From Keri Arthur’s website:
Risa Jones is as extraordinary as her heritage. Born from a lab-enhanced clone mother and an Aedh father, she can not only talk to the souls of the dying and the dead, but she can see the reapers and walk the gray fields that divide this world from the next.
They are skill she rarely uses, however, preferring to concentrate on the business she shares with her two best friends. But when her mother asks her to help the parents of a little girl locked in a coma, she reluctantly agrees. What she discovers scares the hell out of her. Because the little girl’s soul no longer resides in her body, and it wasn’t death and the reapers that took her.
Someone had ripped her soul from her flesh.
As it turns out, a creature consuming the souls of the innocent–and not so innocent–is the least of her problems.
Because someone wants to rip open the gates that divided hell from earth, and Risa is a key component in their plans.
And the only person standing between her and disaster is a reaper who isn’t exactly on her side.
I loved Unbound Darkness! It’s clear and fast-moving.
The plot is complex, but the author presents everything so clearly, you over look that. But truthfully, only 2 of maybe 4 or 5 plot points get resolved by the end – the whole ripping soul the summary above talks about.
The summary also talks about ripping open the gates of hell. I expect the series plot arc will come from this. Unbound Darkness introduces the idea – and that’s all this book does. It’s complex and involves a lot of players. Half of them have been hinted at, but not introduced yet. I don’t even know who the villain is yet, if you can believe that. I suspect the author left out so much because it would be too much for a single book. I foresee quite a lot of books in this series. 😀
I expect (I hope!) it will be related to the smaller single-book-size plot of someone stealing souls. Maybe. I want it to, but this minor villain might not related to the bigger series plot.

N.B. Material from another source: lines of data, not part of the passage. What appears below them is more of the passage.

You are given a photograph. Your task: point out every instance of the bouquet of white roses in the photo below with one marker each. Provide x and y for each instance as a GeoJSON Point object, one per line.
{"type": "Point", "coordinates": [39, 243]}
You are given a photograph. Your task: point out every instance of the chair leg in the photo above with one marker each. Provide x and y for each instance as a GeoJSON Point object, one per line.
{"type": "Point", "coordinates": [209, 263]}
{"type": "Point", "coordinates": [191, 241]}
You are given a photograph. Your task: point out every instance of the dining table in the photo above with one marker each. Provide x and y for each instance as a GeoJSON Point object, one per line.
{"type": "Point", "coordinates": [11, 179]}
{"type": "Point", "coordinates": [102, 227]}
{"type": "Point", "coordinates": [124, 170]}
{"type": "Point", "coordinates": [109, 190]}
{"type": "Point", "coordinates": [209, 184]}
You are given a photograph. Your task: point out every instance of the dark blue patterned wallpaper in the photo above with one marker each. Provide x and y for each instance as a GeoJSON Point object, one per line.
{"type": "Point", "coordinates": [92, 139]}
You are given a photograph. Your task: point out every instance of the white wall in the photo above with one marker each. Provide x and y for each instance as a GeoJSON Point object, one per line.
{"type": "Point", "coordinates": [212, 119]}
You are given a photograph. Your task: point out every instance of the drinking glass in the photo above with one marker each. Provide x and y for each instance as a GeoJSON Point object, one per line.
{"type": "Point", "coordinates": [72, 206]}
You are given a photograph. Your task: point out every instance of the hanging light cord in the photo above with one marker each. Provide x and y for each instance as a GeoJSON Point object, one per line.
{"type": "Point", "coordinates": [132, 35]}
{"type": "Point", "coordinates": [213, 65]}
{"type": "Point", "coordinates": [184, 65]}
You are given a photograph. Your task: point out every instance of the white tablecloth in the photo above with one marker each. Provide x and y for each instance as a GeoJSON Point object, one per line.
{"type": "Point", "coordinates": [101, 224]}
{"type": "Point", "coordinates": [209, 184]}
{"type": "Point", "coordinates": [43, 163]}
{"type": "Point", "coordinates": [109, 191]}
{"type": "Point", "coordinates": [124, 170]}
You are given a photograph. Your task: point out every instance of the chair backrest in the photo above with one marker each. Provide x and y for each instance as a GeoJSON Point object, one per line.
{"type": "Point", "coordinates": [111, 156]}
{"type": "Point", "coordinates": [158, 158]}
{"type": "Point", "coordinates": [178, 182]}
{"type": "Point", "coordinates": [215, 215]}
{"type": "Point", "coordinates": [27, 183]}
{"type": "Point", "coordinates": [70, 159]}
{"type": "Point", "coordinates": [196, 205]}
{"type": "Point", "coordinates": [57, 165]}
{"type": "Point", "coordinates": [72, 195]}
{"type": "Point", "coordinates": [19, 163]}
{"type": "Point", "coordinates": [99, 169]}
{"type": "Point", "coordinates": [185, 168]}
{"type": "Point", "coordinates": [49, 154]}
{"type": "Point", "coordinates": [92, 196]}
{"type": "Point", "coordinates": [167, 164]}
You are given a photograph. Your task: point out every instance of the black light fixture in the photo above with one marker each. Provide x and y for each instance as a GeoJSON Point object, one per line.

I remember Risa as a little girl from the Riley Jenson stories. But in this book there is no doubt Risa is all grown up. Even though she can’t change into a wolf, she’s still a half-wolf and perfectly comfortable in the wolf clubs. That’s not surprising. But I think I expected her to go grow up and be a psychic for a living, just like her mother. Instead she owns a restaurant. Go figure.
But the most surprising – the most astonishing part! – is that Risa makes a deal with the devil herself: Madeline Hunter, leader of the vampire council.
I don’t think she had to make that deal. Personally, I hope Madeline Hunter ends up dead by the end of this series.